Aus der Not eine Tugend: Schwule als Vorreiter beim Online-Dating
Die Geschichte der LGBTIQ-Community war lange Zeit eine der Verfolgung, Stigmatisierung und des Ausschlusses. Kein Wunder also, dass digitale Angebote zur anonymen Anbahnung von Treffen Anklang fanden. Früher als alle anderen war es vor allem die schwule Community, die digitale Angebote schuf, um sich zu treffen oder auszutauschen. Auch wenn Internetseiten wie gaychat.de (Deutschland, 1998) noch nicht als Dating-Apps verstanden werden konnten, war ihre Hauptfunktion dennoch, das Prinzip der Kontaktanzeigen – userbasiert mittels Profilen – ins Netz zu übertragen. 2004 ging die von schwulen Machern entwickelte Seite gayromeo online und war auf die Bedürfnisse der Community abgestimmt. Damit hatte sie Pioniercharakter und war bald großer Multiplikator im weltweiten Kampf um Gleichberechtigung.

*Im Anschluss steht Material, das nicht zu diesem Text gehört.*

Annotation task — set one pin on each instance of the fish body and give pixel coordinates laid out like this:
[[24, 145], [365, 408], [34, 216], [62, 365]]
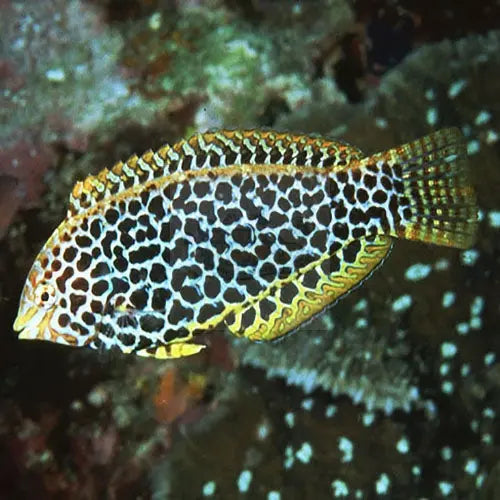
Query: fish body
[[255, 230]]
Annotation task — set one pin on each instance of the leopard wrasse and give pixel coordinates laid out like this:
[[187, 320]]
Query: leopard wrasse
[[255, 231]]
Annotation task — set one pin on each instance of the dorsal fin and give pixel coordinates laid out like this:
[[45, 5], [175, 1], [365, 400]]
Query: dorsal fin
[[221, 148]]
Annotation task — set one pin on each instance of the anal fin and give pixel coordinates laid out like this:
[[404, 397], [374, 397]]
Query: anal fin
[[289, 305], [171, 351]]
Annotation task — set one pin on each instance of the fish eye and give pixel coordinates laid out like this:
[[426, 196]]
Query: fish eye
[[45, 295]]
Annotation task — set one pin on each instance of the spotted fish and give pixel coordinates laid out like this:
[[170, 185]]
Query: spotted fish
[[255, 230]]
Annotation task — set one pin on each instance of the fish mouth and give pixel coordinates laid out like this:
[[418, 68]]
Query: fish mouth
[[30, 323]]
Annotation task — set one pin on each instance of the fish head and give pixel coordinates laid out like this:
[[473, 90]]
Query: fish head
[[44, 311]]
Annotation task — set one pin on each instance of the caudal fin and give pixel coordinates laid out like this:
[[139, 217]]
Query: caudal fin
[[440, 203]]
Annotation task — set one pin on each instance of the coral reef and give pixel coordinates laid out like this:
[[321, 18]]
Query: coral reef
[[394, 392]]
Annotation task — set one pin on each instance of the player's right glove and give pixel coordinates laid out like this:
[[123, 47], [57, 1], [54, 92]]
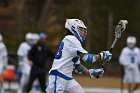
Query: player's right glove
[[96, 72], [105, 56]]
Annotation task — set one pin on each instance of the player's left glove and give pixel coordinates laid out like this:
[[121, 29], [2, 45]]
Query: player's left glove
[[105, 56], [96, 72]]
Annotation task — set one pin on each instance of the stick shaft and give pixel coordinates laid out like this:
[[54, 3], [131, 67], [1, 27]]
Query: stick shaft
[[110, 50]]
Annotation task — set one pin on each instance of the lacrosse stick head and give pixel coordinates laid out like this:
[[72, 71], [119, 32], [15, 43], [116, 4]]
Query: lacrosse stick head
[[120, 28]]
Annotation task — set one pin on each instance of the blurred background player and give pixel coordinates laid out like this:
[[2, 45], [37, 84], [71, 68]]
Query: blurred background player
[[30, 39], [3, 61], [68, 58], [130, 59], [38, 58]]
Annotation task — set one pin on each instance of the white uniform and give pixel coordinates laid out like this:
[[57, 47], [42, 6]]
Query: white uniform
[[24, 64], [3, 56], [23, 52], [60, 78], [130, 59]]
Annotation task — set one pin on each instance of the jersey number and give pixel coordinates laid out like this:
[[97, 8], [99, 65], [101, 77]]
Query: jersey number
[[59, 52]]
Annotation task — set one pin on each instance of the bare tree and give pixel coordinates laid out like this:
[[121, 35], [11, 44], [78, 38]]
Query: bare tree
[[44, 15], [87, 15]]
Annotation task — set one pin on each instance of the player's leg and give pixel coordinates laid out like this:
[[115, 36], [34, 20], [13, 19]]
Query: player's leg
[[129, 87], [136, 77], [32, 77], [42, 81], [74, 87], [56, 84], [1, 79]]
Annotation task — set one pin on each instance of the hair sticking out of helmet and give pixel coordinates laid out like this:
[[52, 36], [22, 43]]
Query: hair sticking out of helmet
[[131, 41], [1, 38], [77, 28]]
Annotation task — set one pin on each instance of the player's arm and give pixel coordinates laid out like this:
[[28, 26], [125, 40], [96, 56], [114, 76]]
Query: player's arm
[[90, 58], [79, 68]]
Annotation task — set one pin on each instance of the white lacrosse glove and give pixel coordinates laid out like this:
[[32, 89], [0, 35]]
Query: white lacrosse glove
[[96, 72], [105, 56]]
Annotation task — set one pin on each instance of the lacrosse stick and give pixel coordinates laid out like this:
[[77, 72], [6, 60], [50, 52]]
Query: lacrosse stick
[[118, 31]]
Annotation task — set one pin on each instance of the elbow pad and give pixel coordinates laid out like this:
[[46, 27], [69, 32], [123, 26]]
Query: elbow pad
[[89, 58]]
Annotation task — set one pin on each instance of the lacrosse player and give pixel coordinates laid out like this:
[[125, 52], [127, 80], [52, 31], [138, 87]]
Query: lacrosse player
[[130, 59], [68, 58], [3, 61], [23, 58]]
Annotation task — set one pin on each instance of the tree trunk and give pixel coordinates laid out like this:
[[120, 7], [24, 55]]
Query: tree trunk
[[110, 29], [87, 14], [44, 15]]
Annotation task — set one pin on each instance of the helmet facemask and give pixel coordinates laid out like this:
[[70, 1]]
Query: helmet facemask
[[77, 28], [83, 32]]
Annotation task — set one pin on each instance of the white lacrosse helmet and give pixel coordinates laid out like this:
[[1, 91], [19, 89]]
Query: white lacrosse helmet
[[1, 38], [76, 27], [131, 41], [35, 37]]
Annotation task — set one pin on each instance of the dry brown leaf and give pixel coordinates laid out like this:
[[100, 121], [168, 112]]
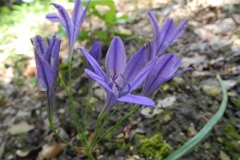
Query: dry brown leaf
[[21, 127], [51, 151], [81, 150]]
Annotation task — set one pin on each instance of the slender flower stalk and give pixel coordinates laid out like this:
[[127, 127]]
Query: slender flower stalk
[[164, 70], [164, 36], [71, 25], [47, 63], [121, 78], [96, 53], [167, 65]]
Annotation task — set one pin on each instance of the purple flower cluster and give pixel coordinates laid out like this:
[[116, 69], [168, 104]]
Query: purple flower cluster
[[148, 67], [71, 25], [47, 63]]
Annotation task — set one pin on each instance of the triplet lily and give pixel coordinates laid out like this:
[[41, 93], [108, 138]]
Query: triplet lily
[[164, 70], [47, 63], [167, 65], [121, 77], [96, 53], [71, 25], [165, 36]]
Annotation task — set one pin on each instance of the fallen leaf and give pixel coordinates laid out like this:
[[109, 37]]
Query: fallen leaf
[[19, 128], [51, 151]]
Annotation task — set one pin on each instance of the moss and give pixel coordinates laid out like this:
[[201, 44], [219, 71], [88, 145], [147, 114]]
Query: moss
[[231, 141], [154, 147]]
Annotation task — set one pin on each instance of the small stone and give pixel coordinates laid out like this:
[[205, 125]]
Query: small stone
[[136, 157], [207, 145], [167, 118], [61, 111], [211, 91], [120, 135], [219, 139], [20, 128], [179, 80], [224, 156], [181, 133], [191, 130]]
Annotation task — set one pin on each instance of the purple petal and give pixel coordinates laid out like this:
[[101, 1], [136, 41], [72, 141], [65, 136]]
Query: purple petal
[[130, 98], [51, 100], [66, 22], [155, 25], [53, 17], [55, 58], [135, 64], [44, 73], [165, 37], [78, 17], [177, 65], [179, 31], [97, 69], [39, 45], [159, 73], [47, 54], [115, 61], [143, 74], [97, 78], [96, 51], [151, 51], [77, 12], [177, 74]]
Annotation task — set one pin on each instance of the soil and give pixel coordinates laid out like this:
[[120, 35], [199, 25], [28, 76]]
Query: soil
[[184, 105]]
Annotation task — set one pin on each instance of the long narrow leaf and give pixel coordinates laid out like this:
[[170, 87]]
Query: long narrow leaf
[[205, 130]]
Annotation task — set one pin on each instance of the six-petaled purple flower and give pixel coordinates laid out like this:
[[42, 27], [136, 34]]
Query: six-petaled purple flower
[[167, 65], [71, 25], [47, 63], [121, 78]]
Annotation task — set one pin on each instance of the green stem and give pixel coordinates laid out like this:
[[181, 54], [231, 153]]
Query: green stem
[[54, 130], [120, 121], [90, 156], [70, 77], [94, 142], [76, 120], [189, 145], [109, 117], [86, 109]]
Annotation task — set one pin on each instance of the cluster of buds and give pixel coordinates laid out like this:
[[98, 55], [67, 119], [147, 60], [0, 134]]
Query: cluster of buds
[[148, 67]]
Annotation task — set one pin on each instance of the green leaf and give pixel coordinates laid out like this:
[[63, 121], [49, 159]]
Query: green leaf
[[205, 130], [108, 16]]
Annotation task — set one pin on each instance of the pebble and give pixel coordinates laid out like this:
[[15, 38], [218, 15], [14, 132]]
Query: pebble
[[120, 135], [211, 91], [191, 130]]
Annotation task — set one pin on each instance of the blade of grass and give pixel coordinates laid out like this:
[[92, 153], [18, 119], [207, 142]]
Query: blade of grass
[[205, 130]]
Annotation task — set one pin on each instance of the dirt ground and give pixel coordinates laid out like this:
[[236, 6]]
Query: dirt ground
[[210, 44]]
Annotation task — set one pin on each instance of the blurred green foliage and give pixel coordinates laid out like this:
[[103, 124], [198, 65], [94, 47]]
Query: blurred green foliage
[[231, 141], [109, 16], [154, 147]]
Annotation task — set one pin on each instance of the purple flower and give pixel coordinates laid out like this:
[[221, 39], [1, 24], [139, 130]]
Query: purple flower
[[96, 53], [71, 25], [165, 36], [164, 70], [47, 63], [167, 65], [121, 78]]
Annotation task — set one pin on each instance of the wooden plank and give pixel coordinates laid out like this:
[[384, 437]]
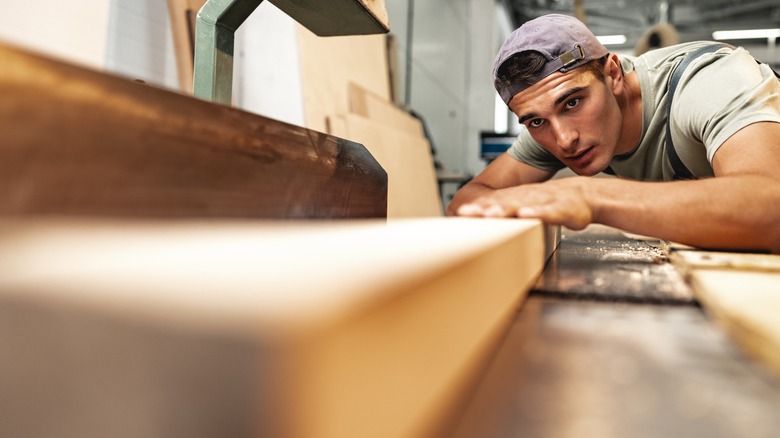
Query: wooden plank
[[584, 368], [182, 15], [413, 190], [338, 17], [742, 292], [307, 329], [76, 141]]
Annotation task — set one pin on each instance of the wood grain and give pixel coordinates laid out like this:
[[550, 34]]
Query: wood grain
[[296, 329], [76, 141], [742, 292]]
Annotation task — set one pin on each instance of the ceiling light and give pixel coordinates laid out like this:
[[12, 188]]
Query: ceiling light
[[611, 40], [745, 34]]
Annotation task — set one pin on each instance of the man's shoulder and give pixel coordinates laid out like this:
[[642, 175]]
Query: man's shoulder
[[671, 53]]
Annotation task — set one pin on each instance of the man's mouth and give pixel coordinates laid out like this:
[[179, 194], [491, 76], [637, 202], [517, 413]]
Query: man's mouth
[[580, 156]]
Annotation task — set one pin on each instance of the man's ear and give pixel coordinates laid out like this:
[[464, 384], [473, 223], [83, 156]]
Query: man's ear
[[614, 72]]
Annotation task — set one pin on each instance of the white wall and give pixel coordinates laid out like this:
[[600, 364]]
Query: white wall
[[139, 43], [73, 30], [266, 68]]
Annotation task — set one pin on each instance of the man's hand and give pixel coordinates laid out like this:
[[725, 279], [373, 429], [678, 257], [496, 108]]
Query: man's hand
[[560, 202]]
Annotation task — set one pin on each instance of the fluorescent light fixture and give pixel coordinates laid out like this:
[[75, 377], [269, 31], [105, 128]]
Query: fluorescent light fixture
[[745, 34], [611, 40]]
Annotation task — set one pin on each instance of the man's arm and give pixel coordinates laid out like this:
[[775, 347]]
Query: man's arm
[[503, 172], [738, 209]]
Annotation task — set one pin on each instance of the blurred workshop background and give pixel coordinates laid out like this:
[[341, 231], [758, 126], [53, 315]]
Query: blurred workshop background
[[435, 62]]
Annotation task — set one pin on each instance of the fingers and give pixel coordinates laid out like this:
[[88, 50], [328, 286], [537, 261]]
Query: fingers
[[488, 210]]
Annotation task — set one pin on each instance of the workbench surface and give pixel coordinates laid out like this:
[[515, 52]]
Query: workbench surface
[[612, 343]]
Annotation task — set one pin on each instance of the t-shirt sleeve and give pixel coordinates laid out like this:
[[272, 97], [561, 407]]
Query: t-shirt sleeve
[[527, 150], [721, 95]]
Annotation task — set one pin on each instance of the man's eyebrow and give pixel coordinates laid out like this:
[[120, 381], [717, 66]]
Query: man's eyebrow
[[525, 117], [558, 101], [566, 95]]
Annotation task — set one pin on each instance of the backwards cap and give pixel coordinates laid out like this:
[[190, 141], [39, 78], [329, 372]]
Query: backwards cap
[[565, 41]]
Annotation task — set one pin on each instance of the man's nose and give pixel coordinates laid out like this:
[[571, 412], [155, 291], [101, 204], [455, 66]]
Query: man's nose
[[565, 135]]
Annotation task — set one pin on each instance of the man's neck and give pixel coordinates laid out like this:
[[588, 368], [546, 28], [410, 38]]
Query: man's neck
[[631, 106]]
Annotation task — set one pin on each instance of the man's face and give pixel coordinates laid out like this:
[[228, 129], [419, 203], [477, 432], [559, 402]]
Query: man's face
[[574, 116]]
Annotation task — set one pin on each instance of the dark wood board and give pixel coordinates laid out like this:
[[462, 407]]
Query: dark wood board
[[81, 142]]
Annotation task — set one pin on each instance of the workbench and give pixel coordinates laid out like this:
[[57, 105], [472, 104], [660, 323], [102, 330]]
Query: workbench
[[612, 343]]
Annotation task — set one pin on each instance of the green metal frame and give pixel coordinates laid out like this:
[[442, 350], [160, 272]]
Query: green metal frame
[[215, 31]]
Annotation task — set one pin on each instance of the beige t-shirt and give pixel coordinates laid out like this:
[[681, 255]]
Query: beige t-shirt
[[719, 94]]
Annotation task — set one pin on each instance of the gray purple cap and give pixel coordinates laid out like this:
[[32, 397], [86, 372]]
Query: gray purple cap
[[565, 41]]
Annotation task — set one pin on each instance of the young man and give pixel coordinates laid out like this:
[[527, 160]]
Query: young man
[[592, 111]]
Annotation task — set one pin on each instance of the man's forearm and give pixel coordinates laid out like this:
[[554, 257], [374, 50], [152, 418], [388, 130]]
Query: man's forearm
[[737, 212]]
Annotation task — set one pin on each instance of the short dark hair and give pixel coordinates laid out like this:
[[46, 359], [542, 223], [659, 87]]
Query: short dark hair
[[524, 66]]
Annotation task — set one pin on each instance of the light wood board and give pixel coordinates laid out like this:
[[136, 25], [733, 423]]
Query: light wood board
[[307, 329], [742, 291]]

In der Thüringer Landeshauptstadt existierten Anfang der 2000er einige Clubs, Bars und Anlaufstellen für die LGBTIQ-Szene. Auf 200.000 Einwohner:innen kamen im Jahr 2000 in Erfurt und Umland vierzehn öffentliche Orte, an denen die Regenbogengemeinde zusammenkam – vergleichsweise gut aufgestellt. Doch noch vor 2010 waren alle explizit schwul-lesbischen Orte verschwunden. Lediglich eine monatliche Party in einem Club, ein Restaurant mit schwulem Inhaber und die Aidshilfe waren geblieben. Der gleiche Trend zeigte sich auch an anderern Orten. 2009 unkte Carsten Wiedemann auf Queer.de: “Szenegastronomen dürften sich freuen: es ist weniger Klischee oder Scherz als bittere Realität, dass sich die Läden füllen, wenn Gayromeo alle paar Monate mal ausfällt.”
Apps vs. Bars: Braucht die Szene ein sprichwörtliches neues Coming Out?
Im Gespräch mit Florian Filtzinger äußert auch er als Organisator des Berliner CSD den Verdacht, dass die Digitalisierung queerer Datingkultur zu deren Verschwinden aus der Öffentlichkeit beiträgt. Doch mehr als um sichtbare Ausgehkultur sorgt er sich um fehlende politische Teilhabe. Denn nicht nur Dating-Apps, sondern auch soziale Medien generieren zusehends mehr digitale, likebasierte Anteilnahme als Besucherzahlen auf Demos. Einzig um den Berliner CSD muss sich FIorian Filtzinger keine Gedanken machen, denn als Großevent und Teil historischer sowie politischer Tradition der LGBTIQ-Community, so Filtzinger, wachsen jährlich die Teilnehmerzahlen des bunten Straßenzuges.
Trotz intensiver Recherchen scheint es leider (noch) keine statistischen Belege für einen Kausalzusammenhang von mittlerweile hochfrequentierten Dating-Apps und dem Verschwinden queerer Orte aus dem Stadtbild zu geben. Sowohl Regenbogenfonds e.V., der Verein schwuler Wirte Berlins als auch das Clubkataster der Berliner Clubcommission konnten aus ihren Datenbanken keine Aussagen zu dieser spezifischen Anfrage ableiten. Ole Möller, Sprecher der Clubcommission sowie des Regenbogenfonds, vermutet jedoch auch das bereits Geschilderte.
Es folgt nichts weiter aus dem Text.